Attn: Experts! Help Asterisk fix the "Extensions go down when internet goes down" bug in Asterisk

So, I’ve opened a bug report with Digium regarding the problem that causes Asterisk to freeze up and stop supporting all SIP extensions when the internet goes down.

However, they’re asking me to do things that are well beyond my level of technical ability.

Here’s a link to the report:

https://issues.asterisk.org/jira/browse/ASTERISK-18930?jwupdated=44725&page=com.atlassian.jira.plugin.system.issuetabpanels%3Acomment-tabpanel#issue-tabs

Tony/Skyking OH/Obeliks, etc.: Please help. Login to the bug tracker and provide Digium with the information that they’ve requested.

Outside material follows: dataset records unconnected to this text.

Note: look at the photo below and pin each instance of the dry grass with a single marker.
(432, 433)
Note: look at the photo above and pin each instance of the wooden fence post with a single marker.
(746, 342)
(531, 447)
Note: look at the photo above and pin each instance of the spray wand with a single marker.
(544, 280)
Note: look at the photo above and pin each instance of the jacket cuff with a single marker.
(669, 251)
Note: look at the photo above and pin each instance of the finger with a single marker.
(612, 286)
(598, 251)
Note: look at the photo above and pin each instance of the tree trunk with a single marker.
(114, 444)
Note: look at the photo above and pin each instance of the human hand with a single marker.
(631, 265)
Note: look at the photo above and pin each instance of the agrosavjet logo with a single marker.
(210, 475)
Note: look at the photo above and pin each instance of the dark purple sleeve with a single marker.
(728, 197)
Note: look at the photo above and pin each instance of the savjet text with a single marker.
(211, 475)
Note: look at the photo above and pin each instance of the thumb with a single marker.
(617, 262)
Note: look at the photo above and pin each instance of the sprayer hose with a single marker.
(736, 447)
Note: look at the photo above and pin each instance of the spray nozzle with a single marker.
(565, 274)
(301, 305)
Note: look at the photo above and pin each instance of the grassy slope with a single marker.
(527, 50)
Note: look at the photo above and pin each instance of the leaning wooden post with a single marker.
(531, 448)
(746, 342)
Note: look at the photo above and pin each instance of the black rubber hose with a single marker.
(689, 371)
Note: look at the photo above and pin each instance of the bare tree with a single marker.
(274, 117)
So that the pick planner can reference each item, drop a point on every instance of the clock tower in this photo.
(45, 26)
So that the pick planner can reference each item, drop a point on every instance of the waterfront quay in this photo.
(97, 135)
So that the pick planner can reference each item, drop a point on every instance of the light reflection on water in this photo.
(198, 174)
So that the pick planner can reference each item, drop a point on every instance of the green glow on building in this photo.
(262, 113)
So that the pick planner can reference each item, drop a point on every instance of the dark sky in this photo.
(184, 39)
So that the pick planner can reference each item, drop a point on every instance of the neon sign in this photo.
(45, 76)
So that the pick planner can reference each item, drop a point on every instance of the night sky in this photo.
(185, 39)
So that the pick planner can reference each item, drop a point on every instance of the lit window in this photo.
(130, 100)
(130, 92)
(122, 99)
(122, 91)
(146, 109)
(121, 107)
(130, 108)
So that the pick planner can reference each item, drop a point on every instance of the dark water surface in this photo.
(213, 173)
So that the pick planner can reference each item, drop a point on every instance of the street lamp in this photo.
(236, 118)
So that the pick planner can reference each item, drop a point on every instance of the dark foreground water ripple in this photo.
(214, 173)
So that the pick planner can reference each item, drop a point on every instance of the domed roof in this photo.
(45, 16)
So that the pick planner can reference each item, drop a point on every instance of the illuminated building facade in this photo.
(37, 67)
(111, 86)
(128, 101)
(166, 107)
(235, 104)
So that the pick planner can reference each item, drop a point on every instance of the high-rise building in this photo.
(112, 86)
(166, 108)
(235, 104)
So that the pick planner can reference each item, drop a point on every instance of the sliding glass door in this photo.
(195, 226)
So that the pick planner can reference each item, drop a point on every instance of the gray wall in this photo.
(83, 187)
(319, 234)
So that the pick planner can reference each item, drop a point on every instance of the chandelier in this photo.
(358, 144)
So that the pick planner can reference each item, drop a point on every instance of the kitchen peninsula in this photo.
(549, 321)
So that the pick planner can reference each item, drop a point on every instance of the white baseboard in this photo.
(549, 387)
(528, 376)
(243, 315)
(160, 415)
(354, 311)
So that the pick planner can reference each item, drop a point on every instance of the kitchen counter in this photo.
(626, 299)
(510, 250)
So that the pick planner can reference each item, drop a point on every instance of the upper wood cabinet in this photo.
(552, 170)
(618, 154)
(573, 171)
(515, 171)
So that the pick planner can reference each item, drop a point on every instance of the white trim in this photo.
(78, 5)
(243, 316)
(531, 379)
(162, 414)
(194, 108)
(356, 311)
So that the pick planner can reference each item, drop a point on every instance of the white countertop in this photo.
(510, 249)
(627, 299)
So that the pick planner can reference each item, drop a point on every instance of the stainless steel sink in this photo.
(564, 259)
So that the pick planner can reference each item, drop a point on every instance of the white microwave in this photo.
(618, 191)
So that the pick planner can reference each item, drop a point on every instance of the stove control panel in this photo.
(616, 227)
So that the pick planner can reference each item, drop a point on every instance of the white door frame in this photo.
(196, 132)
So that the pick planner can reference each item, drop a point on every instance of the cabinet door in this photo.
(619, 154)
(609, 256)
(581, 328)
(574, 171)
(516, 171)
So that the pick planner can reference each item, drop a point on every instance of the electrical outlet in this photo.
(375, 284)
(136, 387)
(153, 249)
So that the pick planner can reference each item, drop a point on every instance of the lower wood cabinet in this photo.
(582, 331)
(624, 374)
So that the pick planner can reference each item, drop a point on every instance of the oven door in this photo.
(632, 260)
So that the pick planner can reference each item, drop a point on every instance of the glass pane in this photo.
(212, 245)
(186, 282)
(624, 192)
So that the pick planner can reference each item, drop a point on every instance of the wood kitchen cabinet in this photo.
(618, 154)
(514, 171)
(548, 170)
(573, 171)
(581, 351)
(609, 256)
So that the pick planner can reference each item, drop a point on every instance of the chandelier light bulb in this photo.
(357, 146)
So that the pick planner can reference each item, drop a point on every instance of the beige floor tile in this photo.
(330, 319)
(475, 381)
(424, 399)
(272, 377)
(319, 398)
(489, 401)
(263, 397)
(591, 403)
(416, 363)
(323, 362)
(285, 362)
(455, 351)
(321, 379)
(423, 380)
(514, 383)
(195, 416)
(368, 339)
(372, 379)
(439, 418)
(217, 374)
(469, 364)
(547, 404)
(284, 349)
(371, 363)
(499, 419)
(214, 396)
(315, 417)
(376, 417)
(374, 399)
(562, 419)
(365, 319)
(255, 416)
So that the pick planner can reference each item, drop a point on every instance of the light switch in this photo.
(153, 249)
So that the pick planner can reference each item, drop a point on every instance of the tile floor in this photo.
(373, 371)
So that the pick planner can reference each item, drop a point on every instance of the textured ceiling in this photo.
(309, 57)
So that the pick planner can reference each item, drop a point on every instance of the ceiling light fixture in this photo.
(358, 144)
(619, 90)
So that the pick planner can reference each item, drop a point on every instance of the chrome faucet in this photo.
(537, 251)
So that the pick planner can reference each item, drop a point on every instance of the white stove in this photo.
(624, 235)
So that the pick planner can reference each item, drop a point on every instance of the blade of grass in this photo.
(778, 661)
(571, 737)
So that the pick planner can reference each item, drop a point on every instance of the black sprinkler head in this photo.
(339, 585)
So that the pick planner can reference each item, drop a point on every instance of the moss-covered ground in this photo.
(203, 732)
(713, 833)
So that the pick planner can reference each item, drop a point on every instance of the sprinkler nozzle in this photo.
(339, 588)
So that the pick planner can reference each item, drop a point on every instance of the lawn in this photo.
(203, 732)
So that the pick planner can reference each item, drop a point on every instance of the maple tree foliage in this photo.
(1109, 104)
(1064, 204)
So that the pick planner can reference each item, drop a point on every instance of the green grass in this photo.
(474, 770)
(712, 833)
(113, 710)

If you have SIP trunks or extensions that point to an external domain (or FQDN), this is a normal behaviour when Internet connection goes down.

To solve the problem check for IP corresponding to that domain and fix it in /etc/hosts.

Example: SIP domain = sip.poivy.com

check the corresponding IP with the command "ping sip.poivy.com"
result: 77.72.169.131

Add to /etc/hosts the following line:

77.72.169.131 sip.poivy.com

note: /etc/hosts has allways the precedence over the DNS resolution.

Yes, I’ve done that.

BUT- it won’t work if you use a provider that requires SRV Lookup, such as Callcentric. The hosts file can’t handle SRV lookups.

It also creates problems where your provider changes its IP address (as happened a month or so ago when seattle.voip.ms went down and they re-routed traffic to Chicago).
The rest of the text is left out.